Answer length is reported as a simple scalar

\[L(\hat{a}) = \text{number of characters in } \hat{a}\]

This metric is not a quality score by itself. Instead it acts as a communication descriptor that can reveal truncation, verbosity, or excessively terse answers.

Politeness heuristic

The politeness metric is a lightweight communication heuristic. Let \(m_1, \dots, m_k\) be a small set of politeness markers such as “please” or “happy to help”. The metric counts how many markers appear in the answer, then scales and clips the result:

\[P(\hat{a}) = \min\left(\frac{1}{2} \sum_{i=1}^{k} \mathbf{1}[m_i \subseteq \hat{a}], 1\right)\]

This metric is intentionally simple. It provides a rough communication-quality signal, not a linguistic model of tone.

Latency

The evaluator records end-to-end latency for one bot call:

\[T = t_{\text{end}} - t_{\text{start}}\]

The result is reported in milliseconds. This is an operational-performance metric rather than a semantic-quality metric.

LLM-as-a-judge metrics

Some evaluation properties are difficult to encode as a deterministic formula.
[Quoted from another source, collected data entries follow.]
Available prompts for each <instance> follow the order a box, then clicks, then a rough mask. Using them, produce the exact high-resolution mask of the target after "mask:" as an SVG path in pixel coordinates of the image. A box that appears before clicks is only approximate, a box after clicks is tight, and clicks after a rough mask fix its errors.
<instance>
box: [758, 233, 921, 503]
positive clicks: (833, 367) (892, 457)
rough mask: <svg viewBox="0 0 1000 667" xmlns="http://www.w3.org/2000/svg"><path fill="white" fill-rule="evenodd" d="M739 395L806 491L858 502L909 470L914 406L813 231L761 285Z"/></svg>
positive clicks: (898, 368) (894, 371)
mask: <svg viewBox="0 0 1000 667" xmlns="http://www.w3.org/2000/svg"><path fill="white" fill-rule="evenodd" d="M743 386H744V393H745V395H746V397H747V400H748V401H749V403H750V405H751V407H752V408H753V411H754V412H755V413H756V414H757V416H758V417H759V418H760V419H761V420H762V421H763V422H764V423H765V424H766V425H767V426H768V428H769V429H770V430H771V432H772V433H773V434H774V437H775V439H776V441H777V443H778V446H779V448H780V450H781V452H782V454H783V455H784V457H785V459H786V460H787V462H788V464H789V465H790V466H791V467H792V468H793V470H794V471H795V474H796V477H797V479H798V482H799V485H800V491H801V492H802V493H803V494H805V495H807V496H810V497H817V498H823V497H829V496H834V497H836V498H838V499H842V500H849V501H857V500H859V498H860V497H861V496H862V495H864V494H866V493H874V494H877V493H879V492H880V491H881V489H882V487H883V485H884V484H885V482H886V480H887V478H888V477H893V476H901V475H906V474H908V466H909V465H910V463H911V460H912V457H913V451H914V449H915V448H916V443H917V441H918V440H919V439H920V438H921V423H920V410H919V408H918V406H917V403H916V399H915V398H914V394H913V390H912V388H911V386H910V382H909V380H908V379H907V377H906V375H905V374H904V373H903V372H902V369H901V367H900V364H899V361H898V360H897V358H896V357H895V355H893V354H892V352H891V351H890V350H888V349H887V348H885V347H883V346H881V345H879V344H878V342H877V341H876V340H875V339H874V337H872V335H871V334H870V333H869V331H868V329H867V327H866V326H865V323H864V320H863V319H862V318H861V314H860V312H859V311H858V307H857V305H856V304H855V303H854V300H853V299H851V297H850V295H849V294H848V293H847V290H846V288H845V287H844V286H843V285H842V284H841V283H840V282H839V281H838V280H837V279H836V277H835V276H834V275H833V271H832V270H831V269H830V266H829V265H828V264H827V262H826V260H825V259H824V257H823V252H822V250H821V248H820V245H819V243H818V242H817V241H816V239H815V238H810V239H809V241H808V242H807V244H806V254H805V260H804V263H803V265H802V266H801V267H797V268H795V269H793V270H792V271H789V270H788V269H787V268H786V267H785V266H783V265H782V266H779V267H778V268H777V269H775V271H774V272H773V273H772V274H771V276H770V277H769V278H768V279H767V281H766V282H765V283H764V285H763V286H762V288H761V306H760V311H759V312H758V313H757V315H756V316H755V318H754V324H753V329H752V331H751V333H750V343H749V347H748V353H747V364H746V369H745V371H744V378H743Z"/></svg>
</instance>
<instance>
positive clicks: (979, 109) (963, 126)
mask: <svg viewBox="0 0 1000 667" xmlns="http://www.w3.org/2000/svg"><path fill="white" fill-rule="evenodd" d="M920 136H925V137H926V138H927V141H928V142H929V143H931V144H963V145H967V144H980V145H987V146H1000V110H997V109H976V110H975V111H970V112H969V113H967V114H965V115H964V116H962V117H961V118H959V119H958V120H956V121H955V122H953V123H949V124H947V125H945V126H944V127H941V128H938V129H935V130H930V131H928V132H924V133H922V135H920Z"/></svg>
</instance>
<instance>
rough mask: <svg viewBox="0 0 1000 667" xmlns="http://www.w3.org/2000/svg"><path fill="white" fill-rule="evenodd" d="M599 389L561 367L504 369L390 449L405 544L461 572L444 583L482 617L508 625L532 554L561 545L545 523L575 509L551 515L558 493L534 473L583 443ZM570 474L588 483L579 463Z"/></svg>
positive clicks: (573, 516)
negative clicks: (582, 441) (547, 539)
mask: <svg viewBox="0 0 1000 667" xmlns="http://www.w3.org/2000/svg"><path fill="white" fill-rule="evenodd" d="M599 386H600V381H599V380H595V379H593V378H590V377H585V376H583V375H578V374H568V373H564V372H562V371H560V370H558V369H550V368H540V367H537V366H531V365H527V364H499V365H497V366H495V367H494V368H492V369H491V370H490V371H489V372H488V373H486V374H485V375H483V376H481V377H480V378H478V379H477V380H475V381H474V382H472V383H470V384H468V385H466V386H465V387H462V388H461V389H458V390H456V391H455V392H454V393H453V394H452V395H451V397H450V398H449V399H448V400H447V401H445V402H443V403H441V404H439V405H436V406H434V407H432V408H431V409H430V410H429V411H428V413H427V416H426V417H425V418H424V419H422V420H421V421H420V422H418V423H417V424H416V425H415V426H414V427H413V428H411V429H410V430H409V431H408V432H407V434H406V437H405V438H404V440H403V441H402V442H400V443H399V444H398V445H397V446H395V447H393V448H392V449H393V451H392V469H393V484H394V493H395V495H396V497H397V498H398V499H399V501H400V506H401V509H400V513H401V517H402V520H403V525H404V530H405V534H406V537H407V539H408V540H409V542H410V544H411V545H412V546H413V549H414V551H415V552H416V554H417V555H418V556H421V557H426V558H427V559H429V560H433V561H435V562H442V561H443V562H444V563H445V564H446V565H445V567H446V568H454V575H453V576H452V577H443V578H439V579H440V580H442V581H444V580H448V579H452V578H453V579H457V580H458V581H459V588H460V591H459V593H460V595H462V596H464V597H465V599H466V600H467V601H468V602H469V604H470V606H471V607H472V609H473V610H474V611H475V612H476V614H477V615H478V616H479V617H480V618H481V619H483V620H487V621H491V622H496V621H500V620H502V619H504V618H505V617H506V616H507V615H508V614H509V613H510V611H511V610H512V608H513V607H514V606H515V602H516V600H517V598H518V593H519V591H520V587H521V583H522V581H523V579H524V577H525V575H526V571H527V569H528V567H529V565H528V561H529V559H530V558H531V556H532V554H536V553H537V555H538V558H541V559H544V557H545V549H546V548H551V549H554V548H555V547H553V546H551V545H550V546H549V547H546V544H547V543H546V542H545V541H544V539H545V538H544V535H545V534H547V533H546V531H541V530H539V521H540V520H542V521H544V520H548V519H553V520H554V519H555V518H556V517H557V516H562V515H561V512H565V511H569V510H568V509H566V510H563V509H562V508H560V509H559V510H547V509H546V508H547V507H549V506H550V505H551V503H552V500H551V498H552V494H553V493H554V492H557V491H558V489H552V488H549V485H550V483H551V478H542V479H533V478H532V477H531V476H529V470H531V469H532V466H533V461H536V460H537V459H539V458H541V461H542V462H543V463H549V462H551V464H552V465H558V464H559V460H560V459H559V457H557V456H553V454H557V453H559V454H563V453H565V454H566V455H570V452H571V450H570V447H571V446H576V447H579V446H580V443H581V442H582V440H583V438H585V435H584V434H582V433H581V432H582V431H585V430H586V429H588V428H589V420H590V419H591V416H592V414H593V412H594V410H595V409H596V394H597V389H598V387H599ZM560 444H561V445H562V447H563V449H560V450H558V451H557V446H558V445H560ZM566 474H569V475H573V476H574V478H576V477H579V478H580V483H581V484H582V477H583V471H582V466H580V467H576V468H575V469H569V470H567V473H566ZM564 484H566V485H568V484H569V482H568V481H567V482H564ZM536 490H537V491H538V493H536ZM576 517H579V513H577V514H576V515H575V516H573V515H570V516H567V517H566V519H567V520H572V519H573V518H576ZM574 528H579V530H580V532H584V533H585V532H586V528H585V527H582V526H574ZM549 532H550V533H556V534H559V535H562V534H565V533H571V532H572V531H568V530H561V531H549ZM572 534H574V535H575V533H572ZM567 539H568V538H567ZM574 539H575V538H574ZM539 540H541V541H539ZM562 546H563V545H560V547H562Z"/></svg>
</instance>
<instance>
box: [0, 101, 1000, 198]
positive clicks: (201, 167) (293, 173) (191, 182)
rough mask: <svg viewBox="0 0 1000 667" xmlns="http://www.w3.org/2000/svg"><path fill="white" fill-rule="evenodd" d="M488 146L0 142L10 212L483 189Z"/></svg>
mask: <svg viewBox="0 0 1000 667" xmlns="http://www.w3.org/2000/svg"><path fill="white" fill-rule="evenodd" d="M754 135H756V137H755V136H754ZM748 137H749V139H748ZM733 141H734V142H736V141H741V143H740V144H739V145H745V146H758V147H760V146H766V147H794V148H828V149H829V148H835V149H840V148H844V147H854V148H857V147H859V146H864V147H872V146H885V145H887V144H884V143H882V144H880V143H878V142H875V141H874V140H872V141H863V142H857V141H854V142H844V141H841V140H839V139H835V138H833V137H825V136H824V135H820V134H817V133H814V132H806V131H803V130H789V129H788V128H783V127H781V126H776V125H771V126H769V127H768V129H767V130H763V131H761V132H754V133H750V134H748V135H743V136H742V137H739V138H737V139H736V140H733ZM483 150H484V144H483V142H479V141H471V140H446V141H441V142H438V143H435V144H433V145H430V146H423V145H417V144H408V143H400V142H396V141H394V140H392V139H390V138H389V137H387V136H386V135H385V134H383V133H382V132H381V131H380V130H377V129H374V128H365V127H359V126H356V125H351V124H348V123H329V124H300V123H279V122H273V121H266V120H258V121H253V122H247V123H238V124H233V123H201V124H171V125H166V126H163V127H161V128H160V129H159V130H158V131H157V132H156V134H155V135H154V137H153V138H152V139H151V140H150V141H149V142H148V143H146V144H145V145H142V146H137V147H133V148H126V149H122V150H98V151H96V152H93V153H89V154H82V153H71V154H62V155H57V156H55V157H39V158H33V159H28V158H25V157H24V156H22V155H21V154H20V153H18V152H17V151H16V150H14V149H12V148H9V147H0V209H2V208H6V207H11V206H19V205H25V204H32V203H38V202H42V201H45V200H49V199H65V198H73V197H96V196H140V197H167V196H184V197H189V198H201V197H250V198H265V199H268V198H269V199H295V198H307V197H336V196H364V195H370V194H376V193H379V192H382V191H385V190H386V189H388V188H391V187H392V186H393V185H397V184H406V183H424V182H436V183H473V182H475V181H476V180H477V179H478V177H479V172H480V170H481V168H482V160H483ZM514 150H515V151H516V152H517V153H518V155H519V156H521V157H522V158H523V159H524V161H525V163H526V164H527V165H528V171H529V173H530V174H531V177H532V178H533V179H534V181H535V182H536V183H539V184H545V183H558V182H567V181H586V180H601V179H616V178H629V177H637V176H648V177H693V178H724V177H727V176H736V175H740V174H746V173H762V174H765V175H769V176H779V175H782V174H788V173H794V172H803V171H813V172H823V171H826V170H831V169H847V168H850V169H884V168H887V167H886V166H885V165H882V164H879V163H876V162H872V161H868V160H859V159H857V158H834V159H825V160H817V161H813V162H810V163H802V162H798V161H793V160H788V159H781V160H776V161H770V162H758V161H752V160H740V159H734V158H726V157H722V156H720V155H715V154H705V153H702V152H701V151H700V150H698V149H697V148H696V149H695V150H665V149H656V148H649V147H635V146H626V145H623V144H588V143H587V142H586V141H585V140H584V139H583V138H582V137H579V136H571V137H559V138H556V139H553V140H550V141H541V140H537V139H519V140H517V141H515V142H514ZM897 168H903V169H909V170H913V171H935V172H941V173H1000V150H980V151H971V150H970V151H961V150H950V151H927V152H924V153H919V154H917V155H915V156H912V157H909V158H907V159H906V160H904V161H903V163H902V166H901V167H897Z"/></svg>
Relevance, faithfulness, safety, and robustness often require holistic judgment over the relation between:

the input question,
the expected answer, and
the generated answer.

For those cases, the framework constructs a judge prompt:

\[j = g(q, a^*, \hat{a})\]

and asks a judge model to return structured JSON containing a score and a rationale. If the judge returns

{"score": s, "reason": r}

then the metric score is simply \(s\), while \(r\) is stored as supporting detail.

This turns qualitative review into a repeatable programmatic step. The output is still model-based and therefore not purely objective, but it is auditable because the framework can persist the judge output and, when available, the judge reasoning trace.

Interpreting metric families together

No single metric is sufficient. A business-facing evaluation should inspect several axes at once:

Correctness: exact match and keyword recall.
Communication: answer length and politeness.
Operations: latency.
Semantic review: judge scores for relevance, faithfulness, safety, and robustness.

The framework therefore saves each metric at row level so that teams can diagnose disagreements between metric families. For example, a response may score low on exact match but high on judge-based relevance if it uses a paraphrase that preserves meaning.